Um dispositivo que detecta a aproximação do agressor também deverá ser entregue à vítima.
Execução penal: exame criminológico obrigatório e tornozeleira para saídas
Na Lei de Execução Penal, a Lei 15.280/2025 cria um novo art. 119-A, segundo o qual o condenado por crimes contra a dignidade sexual somente poderá progredir de regime ou obter benefícios que autorizem saída do estabelecimento prisional se houver exame criminológico favorável, indicando ausência de indícios de que voltará a cometer delitos da mesma natureza.
Além disso, a nova lei expande a monitoração eletrônica prevista na LEP. O texto estabelece que condenados por crimes contra a dignidade sexual deverão ser submetidos a monitoramento eletrônico quando usufruírem de benefícios que impliquem saída do estabelecimento prisional, a exemplo do que já vinha sendo desenhado para casos de feminicídio e violência doméstica.
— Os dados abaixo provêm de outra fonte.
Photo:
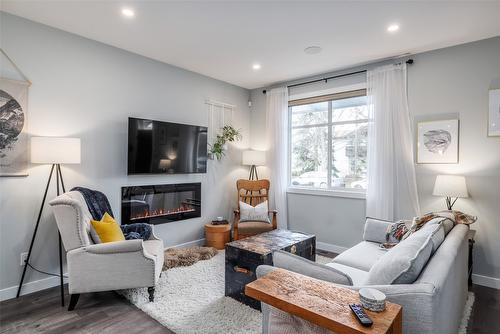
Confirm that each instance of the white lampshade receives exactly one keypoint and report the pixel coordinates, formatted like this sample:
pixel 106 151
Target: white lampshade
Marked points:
pixel 55 150
pixel 450 186
pixel 257 158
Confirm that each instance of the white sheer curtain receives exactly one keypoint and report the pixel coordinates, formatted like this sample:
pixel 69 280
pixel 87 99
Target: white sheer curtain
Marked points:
pixel 277 130
pixel 392 188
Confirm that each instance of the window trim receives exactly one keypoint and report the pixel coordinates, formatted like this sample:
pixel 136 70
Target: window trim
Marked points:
pixel 333 191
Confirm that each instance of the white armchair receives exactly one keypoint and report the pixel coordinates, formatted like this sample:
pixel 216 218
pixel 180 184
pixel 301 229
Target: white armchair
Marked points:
pixel 107 266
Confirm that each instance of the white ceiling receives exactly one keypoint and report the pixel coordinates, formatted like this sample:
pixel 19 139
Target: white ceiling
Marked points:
pixel 223 39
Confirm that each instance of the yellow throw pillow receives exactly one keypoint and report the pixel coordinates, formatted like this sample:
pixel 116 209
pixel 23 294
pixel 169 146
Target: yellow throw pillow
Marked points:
pixel 107 229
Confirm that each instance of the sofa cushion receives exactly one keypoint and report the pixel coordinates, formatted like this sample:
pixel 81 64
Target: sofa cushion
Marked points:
pixel 357 276
pixel 252 227
pixel 362 256
pixel 438 233
pixel 403 263
pixel 298 264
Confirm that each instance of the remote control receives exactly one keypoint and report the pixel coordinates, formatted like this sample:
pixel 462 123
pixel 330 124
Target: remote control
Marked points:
pixel 361 315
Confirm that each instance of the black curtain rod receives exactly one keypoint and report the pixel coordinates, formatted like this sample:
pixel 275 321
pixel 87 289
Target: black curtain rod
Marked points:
pixel 409 62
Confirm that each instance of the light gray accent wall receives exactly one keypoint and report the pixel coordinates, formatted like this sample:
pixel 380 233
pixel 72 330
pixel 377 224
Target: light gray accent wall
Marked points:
pixel 446 83
pixel 86 89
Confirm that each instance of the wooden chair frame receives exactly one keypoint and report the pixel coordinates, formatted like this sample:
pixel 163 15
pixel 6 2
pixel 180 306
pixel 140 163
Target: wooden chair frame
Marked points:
pixel 252 192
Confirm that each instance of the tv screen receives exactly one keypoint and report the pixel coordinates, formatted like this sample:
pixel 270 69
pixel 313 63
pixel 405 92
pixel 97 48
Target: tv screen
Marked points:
pixel 156 147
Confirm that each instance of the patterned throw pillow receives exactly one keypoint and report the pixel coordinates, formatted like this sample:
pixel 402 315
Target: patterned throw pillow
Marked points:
pixel 258 213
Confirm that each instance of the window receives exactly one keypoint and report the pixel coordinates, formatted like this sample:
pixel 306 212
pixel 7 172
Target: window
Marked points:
pixel 328 141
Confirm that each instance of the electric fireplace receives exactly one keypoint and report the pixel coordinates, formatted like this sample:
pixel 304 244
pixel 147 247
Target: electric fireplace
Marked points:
pixel 158 204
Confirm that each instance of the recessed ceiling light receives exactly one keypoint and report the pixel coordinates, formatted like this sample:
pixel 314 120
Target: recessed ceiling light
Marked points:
pixel 127 12
pixel 256 66
pixel 312 50
pixel 393 28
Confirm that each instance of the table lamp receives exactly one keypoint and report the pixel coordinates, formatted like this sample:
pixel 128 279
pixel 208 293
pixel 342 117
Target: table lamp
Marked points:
pixel 253 159
pixel 450 186
pixel 54 151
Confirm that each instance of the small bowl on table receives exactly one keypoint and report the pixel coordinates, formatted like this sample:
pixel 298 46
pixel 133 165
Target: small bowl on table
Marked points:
pixel 372 299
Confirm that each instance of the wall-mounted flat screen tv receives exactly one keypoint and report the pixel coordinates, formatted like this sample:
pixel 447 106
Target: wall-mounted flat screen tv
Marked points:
pixel 156 147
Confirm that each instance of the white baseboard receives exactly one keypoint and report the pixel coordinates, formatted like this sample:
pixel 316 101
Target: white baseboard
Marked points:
pixel 199 242
pixel 30 287
pixel 490 282
pixel 330 247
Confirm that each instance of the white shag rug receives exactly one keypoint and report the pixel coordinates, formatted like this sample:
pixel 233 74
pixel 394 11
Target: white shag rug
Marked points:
pixel 191 300
pixel 467 312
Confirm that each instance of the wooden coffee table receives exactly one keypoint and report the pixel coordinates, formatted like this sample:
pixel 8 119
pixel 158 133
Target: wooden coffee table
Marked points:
pixel 321 303
pixel 245 255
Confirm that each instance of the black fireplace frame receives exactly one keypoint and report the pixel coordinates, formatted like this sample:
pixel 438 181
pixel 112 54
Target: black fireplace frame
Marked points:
pixel 126 203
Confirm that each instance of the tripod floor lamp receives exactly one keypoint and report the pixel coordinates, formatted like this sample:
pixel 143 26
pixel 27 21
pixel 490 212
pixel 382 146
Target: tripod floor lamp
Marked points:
pixel 253 159
pixel 54 151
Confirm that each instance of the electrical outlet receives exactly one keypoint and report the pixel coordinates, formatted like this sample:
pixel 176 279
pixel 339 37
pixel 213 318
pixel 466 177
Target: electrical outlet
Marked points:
pixel 24 256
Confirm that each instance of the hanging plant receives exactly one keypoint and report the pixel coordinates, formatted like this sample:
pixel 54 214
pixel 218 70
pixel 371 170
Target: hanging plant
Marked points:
pixel 229 134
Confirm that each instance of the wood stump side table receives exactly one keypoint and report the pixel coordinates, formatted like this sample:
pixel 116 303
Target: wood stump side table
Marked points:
pixel 217 236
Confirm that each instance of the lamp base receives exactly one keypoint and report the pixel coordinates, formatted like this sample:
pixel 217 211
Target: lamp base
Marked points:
pixel 450 203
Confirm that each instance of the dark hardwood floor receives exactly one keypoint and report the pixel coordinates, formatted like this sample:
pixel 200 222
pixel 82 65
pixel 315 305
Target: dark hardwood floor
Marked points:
pixel 110 313
pixel 102 313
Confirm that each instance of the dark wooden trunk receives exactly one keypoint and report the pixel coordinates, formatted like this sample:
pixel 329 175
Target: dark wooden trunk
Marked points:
pixel 244 256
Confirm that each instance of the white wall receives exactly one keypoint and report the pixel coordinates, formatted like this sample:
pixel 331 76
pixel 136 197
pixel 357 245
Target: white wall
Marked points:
pixel 450 82
pixel 86 89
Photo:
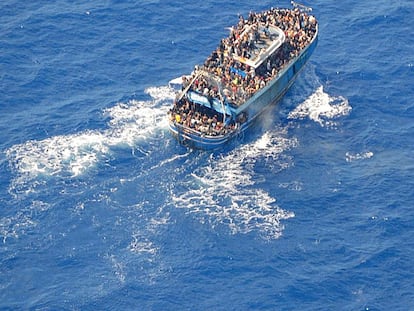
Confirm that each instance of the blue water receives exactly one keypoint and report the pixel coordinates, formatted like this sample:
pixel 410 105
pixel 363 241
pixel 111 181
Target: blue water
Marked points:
pixel 101 209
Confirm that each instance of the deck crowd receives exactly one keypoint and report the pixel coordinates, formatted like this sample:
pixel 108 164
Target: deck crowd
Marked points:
pixel 238 81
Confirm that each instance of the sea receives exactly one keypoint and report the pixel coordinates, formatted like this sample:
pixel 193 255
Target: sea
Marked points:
pixel 102 209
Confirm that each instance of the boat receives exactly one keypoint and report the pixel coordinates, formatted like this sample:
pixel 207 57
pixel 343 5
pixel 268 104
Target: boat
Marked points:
pixel 249 71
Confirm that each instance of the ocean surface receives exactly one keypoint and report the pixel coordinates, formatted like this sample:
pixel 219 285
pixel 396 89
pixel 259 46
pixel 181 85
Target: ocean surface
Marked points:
pixel 102 209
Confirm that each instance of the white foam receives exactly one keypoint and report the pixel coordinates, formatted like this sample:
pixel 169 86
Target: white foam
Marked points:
pixel 322 108
pixel 223 191
pixel 350 157
pixel 74 154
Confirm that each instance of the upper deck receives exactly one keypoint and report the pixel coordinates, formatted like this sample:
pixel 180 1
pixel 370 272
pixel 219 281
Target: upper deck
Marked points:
pixel 265 40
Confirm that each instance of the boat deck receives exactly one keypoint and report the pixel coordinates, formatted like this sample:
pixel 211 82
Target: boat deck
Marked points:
pixel 269 39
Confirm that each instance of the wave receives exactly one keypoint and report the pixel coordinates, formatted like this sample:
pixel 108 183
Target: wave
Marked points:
pixel 350 157
pixel 322 108
pixel 224 191
pixel 130 123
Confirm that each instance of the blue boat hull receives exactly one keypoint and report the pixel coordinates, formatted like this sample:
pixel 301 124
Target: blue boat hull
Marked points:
pixel 271 94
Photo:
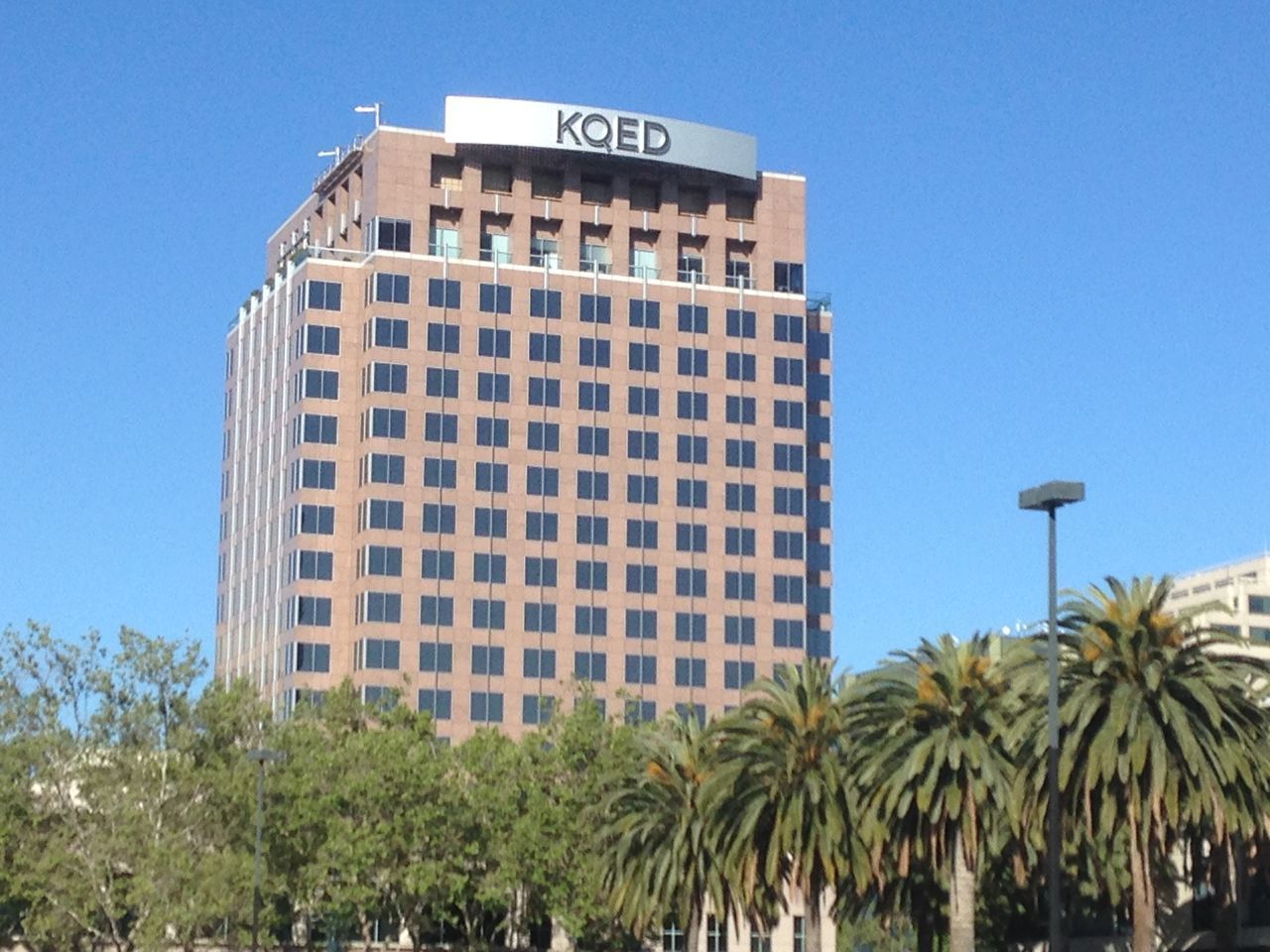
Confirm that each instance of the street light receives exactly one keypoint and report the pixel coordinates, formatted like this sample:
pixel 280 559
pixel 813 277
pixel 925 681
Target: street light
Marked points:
pixel 1048 498
pixel 259 757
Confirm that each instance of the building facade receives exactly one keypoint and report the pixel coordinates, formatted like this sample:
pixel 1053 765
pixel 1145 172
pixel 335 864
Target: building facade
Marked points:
pixel 1238 595
pixel 532 403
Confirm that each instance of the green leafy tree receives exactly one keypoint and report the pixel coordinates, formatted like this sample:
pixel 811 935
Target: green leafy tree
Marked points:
pixel 781 802
pixel 935 740
pixel 1165 729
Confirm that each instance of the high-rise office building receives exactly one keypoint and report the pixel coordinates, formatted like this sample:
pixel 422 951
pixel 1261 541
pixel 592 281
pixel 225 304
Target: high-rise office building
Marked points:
pixel 532 402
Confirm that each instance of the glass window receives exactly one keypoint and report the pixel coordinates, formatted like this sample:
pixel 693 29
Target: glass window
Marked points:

ECA e Estatuto da Pessoa com Deficiência reforçam proteção às vítimas
A Lei 15.280/2025 também promove ajustes no Estatuto da Criança e do Adolescente (ECA) e no Estatuto da Pessoa com Deficiência (LBI) para reforçar os deveres de proteção e assistência às vítimas de crimes sexuais.
No ECA, a norma:
Aperfeiçoa o art. 70-A para enfatizar a necessidade de integração entre órgãos de proteção (Conselho Tutelar, Ministério Público, Judiciário, Defensoria, escolas, unidades de saúde, entidades esportivas, etc.) e a realização de campanhas educativas e de divulgação de canais de denúncia;
Destaca, no art. 101, V, o dever de garantir tratamento psicológico à criança ou adolescente vítima de crimes contra a dignidade sexual, estendendo a proteção à família, quando necessário.
Já no Estatuto da Pessoa com Deficiência, o art. 18, § 4º, V, passa a mencionar expressamente o direito a atendimento psicológico e social especializado em caso de vitimização em crimes contra a dignidade sexual, inclusive para familiares e atendentes pessoais.